Le 25 mai 2022, le Sénat de Californie (à majorité démocrate) a voté en troisième lecture le projet de loi SB-1173. Celui-ci prévoit que le système de retraite des fonctionnaires de l’État (CalPERS) et celui des enseignants californiens (CalSTRS) se départissent de leurs participations dans les sociétés de combustibles fossiles. Le 26 mai, le projet a été présenté, en première lecture, à l’assemblée. Puis, le 2 juin, il a été soumis au Comité de la fonction publique et des retraites de ladite assemblée. Mais, le 20 juin – la veille de l’audience –, son président, le démocrate Jim Cooper, a décidé de le retirer de l’ordre du jour du comité. Pour lui, le moment n’est pas venu d’envisager des propositions de désinvestissement de nature politique qui nuiront à la sécurité financière des systèmes de retraite californiens alors que de nombreuses personnes peinent à joindre les deux bouts.

Les partisans d’une « approche politique » sont déçus et constatent que, même dans une Californie majoritairement démocrate où les personnalités politiques professent régulièrement le désir de lutter contre le changement climatique, le passage à l’acte est difficile. Ils remarquent aussi que Jim Cooper est l’un des rares démocrates de l’assemblée à bénéficier de dons de l’industrie des combustibles fossiles. Entre janvier 2021 et mai 2022, il a ainsi collecté de la part de ce secteur 36 350 dollars de dons, selon les données compilées par l’association Sierra Club. Cela étant, la coalition qui soutient le projet de loi sur le désinvestissement des pensions a déclaré qu’elle plaiderait pour l’introduction d’une législation similaire dès l’année prochaine. Jim Cooper, qui a remporté les élections pour le poste de shérif de Sacramento, ne devrait alors plus siéger à l’assemblée.

Parallèlement, une étude publiée le 7 juin 2022 montre qu’une politique bannissant les sociétés financières qui boycottent les « industries fossiles » peut coûter cher aux contribuables. Le document, intitulé Gas, Guns and Governments: Financial Costs of Anti-ESG Policies, a été rédigé par Ivan Ivanov, économiste principal à la section des institutions financières systémiques et des marchés de la FED (la réserve fédérale des États-Unis), et Daniel Garrett, professeur de finance adjoint à l’université Wharton de Pennsylvanie.

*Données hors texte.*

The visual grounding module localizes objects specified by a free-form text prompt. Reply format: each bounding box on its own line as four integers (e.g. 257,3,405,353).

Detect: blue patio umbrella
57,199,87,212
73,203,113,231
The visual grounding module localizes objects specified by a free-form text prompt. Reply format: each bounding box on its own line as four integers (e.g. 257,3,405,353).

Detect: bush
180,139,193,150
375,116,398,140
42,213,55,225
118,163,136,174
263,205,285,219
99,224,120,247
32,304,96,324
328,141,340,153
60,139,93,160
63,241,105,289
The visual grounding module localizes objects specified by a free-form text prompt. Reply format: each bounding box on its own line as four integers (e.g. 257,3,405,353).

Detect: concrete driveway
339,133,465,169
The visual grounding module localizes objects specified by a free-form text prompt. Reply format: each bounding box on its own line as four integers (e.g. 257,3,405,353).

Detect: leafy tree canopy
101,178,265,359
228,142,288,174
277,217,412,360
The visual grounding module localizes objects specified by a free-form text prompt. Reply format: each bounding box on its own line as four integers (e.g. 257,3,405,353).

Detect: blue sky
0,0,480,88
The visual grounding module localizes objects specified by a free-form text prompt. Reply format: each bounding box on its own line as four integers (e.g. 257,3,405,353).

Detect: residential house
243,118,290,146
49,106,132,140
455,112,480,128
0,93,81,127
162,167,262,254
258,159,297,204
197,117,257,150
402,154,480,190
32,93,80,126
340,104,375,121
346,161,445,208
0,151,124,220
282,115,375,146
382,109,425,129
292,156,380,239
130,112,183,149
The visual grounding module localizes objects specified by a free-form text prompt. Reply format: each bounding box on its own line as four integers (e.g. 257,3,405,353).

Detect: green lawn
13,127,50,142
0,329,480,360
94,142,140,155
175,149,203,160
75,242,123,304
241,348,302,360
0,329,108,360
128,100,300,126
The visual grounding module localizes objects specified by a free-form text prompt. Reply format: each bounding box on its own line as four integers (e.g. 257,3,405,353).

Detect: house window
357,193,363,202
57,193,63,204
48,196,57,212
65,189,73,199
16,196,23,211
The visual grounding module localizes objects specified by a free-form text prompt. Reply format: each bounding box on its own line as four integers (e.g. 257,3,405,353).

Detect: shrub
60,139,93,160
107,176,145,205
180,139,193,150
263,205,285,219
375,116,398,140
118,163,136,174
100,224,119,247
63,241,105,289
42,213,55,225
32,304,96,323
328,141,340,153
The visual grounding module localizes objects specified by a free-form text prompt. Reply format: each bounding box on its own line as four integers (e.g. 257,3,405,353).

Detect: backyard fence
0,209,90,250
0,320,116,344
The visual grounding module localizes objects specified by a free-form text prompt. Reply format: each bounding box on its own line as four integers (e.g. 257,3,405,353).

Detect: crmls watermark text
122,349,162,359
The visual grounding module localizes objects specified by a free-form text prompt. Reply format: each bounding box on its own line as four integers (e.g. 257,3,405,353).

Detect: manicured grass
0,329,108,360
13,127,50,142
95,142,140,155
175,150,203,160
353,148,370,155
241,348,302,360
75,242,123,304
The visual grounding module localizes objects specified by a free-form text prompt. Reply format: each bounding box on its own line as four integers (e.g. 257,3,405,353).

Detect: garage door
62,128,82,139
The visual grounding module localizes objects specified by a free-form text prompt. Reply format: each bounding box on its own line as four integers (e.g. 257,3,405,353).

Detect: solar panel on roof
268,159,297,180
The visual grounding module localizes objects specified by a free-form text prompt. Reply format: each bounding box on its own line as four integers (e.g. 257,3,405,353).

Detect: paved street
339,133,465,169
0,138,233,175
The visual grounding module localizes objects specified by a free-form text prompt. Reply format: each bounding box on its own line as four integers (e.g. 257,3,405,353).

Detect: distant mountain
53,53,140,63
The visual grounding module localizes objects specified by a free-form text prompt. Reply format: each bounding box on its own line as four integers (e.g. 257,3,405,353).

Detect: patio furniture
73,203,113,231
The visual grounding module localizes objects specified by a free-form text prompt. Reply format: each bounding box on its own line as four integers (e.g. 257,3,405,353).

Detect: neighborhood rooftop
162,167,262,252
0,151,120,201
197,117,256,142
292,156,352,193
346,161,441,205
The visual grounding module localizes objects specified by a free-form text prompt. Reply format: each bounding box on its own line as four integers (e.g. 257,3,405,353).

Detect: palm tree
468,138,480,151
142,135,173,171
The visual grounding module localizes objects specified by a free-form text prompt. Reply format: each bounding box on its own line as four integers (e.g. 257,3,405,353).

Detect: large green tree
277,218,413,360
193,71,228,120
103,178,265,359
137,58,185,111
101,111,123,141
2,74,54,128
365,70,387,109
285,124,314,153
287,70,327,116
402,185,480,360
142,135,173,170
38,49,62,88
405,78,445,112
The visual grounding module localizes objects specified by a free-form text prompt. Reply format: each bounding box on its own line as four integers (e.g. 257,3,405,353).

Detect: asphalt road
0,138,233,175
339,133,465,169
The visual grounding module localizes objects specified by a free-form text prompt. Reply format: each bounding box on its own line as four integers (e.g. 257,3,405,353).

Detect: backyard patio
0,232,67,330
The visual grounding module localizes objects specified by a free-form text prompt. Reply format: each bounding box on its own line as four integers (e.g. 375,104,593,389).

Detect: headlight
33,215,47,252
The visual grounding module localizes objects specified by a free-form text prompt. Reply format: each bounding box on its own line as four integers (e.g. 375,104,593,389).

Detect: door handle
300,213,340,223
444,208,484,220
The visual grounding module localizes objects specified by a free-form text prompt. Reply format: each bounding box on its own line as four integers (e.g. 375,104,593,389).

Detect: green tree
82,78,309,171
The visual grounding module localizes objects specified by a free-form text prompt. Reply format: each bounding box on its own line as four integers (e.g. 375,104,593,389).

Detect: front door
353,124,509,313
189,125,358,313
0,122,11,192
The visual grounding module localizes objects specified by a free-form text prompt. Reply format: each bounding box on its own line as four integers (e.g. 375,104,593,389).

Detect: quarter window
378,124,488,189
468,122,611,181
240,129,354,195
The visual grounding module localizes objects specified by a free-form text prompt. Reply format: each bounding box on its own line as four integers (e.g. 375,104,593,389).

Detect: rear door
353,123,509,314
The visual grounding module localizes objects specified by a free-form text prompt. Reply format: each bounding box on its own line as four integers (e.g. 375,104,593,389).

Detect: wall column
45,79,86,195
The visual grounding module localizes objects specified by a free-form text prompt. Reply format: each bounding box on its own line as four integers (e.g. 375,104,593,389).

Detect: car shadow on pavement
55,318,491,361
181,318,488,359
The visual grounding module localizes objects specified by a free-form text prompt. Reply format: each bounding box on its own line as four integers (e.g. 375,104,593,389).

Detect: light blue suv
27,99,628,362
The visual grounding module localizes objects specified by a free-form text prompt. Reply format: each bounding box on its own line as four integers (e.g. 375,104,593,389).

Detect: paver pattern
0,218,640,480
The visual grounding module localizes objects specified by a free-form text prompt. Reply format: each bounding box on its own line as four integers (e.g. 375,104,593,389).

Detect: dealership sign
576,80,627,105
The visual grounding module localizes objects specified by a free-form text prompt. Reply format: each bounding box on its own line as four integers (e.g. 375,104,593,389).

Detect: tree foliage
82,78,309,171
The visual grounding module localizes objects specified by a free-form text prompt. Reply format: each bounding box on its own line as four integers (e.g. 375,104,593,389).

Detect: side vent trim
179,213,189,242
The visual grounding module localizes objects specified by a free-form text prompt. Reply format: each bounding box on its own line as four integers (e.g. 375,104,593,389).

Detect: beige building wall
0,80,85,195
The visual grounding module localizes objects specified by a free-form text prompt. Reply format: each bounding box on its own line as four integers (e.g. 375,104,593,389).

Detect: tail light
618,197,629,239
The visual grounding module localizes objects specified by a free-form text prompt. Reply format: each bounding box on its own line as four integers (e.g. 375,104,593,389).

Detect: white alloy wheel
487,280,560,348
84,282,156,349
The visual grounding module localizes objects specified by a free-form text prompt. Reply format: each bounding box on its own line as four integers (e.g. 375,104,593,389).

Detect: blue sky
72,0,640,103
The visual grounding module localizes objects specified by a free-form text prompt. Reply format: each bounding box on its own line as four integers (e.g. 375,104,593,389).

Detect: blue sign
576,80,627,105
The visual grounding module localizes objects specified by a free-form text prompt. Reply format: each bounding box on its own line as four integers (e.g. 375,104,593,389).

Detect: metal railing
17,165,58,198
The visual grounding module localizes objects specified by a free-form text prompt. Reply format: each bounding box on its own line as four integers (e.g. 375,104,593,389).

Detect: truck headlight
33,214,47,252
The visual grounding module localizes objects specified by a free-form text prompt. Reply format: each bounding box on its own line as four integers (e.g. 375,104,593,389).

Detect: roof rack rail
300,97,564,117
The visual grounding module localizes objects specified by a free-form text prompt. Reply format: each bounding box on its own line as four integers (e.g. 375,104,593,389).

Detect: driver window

Les lois anti-ESG texanes SB13 et SB19 sont entrées en vigueur le 1er septembre 2021. Elles interdisent aux fonds de pension de l’État d’investir dans des sociétés financières qui pratiquent l’exclusion des entreprises impliquées dans les énergies fossiles, et aux « entités gouvernementales » de conclure des contrats avec des groupes qui « discriminent » l’industrie des armes à feu et des munitions. Les auteurs de l’étude montrent que les lois SB13 et SB19 ont entraîné la sortie brutale de l’État de cinq des plus importants souscripteurs d’obligations. Cela a causé un affaiblissement de la concurrence, une restriction de l’accès aux réseaux nationaux de placement d’obligations des grandes banques désormais absentes du marché et, de fait, un impact négatif sur le coût des obligations. Les chercheurs ont analysé 234 849 émissions obligataires produites par 37 516 municipalités texanes entre janvier 2007 et avril 2022. De septembre 2021 à avril 2022, ils estiment que les municipalités texanes ont généré 31,7 milliards de dollars d’obligations. Au cas où ces titres resteraient en circulation jusqu’à leur échéance, ils évaluent que le montant des intérêts supplémentaires payés par les contribuables pourrait atteindre 532 millions de dollars.